O Ebitda (lucro antes dos juros, impostos, depreciação e amortização) totalizou R$ 233 milhões no segundo trimestre, alta de 66,6% ante um ano antes. A margem Ebitda subiu 5,7 pontos porcentuais no mesmo período, para 15,8%. A receita líquida da incorporadora chegou a R$ 1,478 bilhão no segundo trimestre, aumento de 6,9%.
"O mercado imobiliário mostrou-se positivo no primeiro semestre do ano. Se por um lado o ritmo de lançamentos da indústria foi mais lento, por outro notamos a continuidade de uma demanda saudável de empreendimentos com localização, produto e preço adequados", afirmou a administração da incorporadora no documento de apresentação de resultados.

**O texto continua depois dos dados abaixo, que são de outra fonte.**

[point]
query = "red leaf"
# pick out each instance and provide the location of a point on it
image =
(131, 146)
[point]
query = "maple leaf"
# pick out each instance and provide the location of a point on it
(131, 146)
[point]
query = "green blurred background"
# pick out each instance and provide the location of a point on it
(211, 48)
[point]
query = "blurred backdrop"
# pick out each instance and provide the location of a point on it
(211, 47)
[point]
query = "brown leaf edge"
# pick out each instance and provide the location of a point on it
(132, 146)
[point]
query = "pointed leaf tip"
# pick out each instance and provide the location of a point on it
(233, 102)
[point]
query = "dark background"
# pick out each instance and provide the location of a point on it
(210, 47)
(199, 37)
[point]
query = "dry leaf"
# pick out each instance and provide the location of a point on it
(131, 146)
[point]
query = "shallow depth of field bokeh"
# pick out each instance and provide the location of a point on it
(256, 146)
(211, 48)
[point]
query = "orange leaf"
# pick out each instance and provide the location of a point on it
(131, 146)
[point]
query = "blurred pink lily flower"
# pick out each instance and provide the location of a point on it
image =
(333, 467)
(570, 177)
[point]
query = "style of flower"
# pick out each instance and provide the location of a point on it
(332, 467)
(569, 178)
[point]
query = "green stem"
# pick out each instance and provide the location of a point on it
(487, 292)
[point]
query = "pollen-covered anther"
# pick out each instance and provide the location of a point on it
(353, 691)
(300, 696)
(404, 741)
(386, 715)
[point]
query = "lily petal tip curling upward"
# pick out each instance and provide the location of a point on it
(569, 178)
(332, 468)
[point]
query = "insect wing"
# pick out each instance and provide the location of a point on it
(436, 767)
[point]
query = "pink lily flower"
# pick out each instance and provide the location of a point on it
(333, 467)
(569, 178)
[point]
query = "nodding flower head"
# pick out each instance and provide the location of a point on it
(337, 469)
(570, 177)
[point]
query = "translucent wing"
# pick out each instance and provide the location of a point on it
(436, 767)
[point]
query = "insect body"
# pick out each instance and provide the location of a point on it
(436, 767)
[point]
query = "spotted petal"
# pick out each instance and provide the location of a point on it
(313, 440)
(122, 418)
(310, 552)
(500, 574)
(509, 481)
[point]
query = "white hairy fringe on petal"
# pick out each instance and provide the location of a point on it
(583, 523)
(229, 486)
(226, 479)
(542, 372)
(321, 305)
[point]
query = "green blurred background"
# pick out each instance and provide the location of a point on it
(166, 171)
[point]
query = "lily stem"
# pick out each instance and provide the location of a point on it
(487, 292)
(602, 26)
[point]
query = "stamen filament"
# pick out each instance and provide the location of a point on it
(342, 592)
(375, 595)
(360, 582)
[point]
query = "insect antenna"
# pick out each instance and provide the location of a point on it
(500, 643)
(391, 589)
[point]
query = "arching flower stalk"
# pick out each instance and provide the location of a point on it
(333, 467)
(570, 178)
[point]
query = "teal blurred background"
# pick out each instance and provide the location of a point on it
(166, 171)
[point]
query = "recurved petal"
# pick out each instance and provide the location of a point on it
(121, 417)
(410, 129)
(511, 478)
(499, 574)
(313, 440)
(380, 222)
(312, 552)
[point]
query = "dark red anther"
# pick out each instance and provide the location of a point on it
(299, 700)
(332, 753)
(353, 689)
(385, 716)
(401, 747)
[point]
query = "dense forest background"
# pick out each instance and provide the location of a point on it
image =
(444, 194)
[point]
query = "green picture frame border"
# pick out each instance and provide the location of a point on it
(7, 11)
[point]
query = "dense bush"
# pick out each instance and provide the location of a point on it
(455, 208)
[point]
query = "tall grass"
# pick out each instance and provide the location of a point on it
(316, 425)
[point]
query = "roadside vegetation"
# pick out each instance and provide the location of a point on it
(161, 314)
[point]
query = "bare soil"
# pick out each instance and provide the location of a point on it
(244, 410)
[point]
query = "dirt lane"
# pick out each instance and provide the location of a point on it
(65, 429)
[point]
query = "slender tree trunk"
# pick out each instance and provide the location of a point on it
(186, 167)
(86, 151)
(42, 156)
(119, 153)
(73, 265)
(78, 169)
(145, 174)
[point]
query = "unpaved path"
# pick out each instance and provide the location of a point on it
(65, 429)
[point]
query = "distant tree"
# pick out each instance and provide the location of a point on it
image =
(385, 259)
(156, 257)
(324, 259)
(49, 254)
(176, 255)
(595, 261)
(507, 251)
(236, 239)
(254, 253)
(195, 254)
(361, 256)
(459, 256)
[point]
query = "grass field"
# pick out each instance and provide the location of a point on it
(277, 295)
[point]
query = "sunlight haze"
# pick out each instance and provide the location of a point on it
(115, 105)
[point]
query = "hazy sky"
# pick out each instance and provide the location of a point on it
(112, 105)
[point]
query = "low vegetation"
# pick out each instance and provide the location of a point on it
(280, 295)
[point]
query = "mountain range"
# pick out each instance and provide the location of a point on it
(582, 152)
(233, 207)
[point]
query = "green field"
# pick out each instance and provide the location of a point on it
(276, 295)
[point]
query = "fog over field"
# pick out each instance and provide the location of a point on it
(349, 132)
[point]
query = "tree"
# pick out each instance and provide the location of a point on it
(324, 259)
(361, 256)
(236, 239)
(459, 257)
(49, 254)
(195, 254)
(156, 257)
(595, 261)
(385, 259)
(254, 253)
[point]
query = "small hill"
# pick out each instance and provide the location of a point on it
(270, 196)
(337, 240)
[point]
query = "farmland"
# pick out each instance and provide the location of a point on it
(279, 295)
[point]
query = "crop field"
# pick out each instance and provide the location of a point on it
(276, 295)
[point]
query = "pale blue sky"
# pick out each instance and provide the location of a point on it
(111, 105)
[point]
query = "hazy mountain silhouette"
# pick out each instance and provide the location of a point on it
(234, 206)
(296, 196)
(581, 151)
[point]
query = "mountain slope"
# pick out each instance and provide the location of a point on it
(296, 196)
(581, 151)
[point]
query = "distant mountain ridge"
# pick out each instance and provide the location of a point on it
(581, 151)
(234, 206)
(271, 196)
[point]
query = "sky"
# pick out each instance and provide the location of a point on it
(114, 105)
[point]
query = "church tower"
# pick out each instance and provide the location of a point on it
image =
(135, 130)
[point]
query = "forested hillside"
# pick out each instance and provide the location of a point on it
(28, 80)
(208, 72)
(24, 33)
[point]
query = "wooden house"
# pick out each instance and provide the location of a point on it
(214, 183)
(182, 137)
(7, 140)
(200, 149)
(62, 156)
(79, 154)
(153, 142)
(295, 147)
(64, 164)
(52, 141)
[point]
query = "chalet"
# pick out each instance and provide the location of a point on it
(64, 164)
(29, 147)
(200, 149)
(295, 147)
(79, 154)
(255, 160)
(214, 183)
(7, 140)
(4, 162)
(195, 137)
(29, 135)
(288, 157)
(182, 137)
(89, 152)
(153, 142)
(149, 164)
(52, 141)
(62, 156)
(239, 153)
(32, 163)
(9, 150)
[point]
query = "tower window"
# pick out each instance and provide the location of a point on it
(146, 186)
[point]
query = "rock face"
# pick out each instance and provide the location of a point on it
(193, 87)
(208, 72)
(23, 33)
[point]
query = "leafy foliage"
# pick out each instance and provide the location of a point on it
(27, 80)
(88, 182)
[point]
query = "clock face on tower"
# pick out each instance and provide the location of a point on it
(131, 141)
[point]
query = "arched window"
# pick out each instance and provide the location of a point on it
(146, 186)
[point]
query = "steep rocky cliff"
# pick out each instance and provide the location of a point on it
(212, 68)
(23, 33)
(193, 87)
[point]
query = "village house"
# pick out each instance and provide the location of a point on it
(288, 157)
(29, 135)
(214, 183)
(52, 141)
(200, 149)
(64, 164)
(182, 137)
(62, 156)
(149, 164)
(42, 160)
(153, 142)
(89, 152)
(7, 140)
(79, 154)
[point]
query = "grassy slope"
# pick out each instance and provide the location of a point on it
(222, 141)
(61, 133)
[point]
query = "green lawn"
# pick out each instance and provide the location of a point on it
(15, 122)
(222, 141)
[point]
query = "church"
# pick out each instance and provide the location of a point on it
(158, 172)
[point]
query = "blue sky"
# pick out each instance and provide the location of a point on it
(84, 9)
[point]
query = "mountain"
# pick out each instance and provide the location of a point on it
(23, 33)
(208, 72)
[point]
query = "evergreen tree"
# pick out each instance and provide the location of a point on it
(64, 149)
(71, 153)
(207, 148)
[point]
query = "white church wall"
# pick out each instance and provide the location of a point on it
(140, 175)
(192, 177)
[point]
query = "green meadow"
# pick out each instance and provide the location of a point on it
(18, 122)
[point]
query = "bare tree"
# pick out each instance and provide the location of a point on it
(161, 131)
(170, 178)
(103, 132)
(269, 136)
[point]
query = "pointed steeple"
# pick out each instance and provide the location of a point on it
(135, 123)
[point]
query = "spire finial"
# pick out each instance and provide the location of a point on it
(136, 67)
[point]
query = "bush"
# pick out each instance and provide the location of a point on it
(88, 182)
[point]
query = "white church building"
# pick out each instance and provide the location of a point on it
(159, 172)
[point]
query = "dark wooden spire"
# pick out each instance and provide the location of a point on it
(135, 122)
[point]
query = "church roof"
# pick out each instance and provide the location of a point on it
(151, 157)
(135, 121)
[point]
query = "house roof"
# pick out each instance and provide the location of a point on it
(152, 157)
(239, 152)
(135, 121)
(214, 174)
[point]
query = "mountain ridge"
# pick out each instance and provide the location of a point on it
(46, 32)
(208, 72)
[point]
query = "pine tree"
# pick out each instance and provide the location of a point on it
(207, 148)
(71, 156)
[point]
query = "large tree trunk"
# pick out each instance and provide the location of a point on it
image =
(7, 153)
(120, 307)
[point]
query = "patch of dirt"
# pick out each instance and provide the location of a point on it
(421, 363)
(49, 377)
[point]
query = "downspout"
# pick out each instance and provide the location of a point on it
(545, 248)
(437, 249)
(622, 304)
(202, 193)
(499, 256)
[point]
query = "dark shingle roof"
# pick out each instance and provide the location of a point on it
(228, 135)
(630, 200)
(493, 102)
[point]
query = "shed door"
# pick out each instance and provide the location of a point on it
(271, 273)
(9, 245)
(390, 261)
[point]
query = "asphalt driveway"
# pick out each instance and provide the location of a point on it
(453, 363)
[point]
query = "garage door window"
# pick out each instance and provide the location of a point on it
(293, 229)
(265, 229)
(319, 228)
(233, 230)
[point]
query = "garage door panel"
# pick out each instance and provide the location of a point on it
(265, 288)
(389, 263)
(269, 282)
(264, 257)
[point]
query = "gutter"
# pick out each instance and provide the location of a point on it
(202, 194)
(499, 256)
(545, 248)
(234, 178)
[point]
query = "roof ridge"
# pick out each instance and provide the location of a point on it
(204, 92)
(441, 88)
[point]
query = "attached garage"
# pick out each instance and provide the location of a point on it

A companhia também apresentou melhora em sua margem bruta, com avanço de 2,6 pontos porcentuais em um ano, para 30,3% no segundo trimestre. "Seguimos atentos a nossas grades de custos, preocupados em garantir a entrega de projetos de engenharia dentro do orçamento previsto", afirmou a administração, reafirmando a confiança em entregar a projeção (guidance) de 30% a 34% de margem bruta para o ano.
Operações
O valor geral de vendas (VGV) dos lançamentos da Cyrela no segundo trimestre foi de R$ 911 milhões, queda de 30,4% ante o registrado no mesmo trimestre de 2011.
Já as vendas somaram R$ 1,061 bilhão, recuo de 16,8% no mesmo período. Com isso, a Cyrela atingiu 37% do ponto mínimo do guidance de vendas para o ano. A velocidade das vendas foi de 17,5% no trimestre.
No fim de junho, a Cyrela reportou geração de caixa de R$ 42 milhões, revertendo a queima de caixa de R$ 48 milhões registrada um ano antes.
O estoque (todas as unidades disponíveis para venda, inclusive as lançadas no período) a valor de mercado somava R$ 6,2 bilhões, montante 19,5% maior que o verificado no segundo trimestre de 2011, mas 3,1% menor do que o primeiro período deste ano. No segundo trimestre, os imóveis já concluídos representavam 14,8% do total.
Ao final de junho de 2012, o estoque de terrenos somava 12,6 milhões de metros quadrados de área útil comercializável, com potencial de vendas total de R$ 51,6 bilhões.
O valor geral de vendas dos lançamentos da Living, braço do grupo voltado para os imóveis econômicos, totalizou R$ 436 milhões no segundo trimestre, recuo de 18,3% ante o registrado no mesmo período de 2011. As vendas da Living somaram R$ 408,9 milhões, alta de 14,9% na comparação entre os mesmos períodos.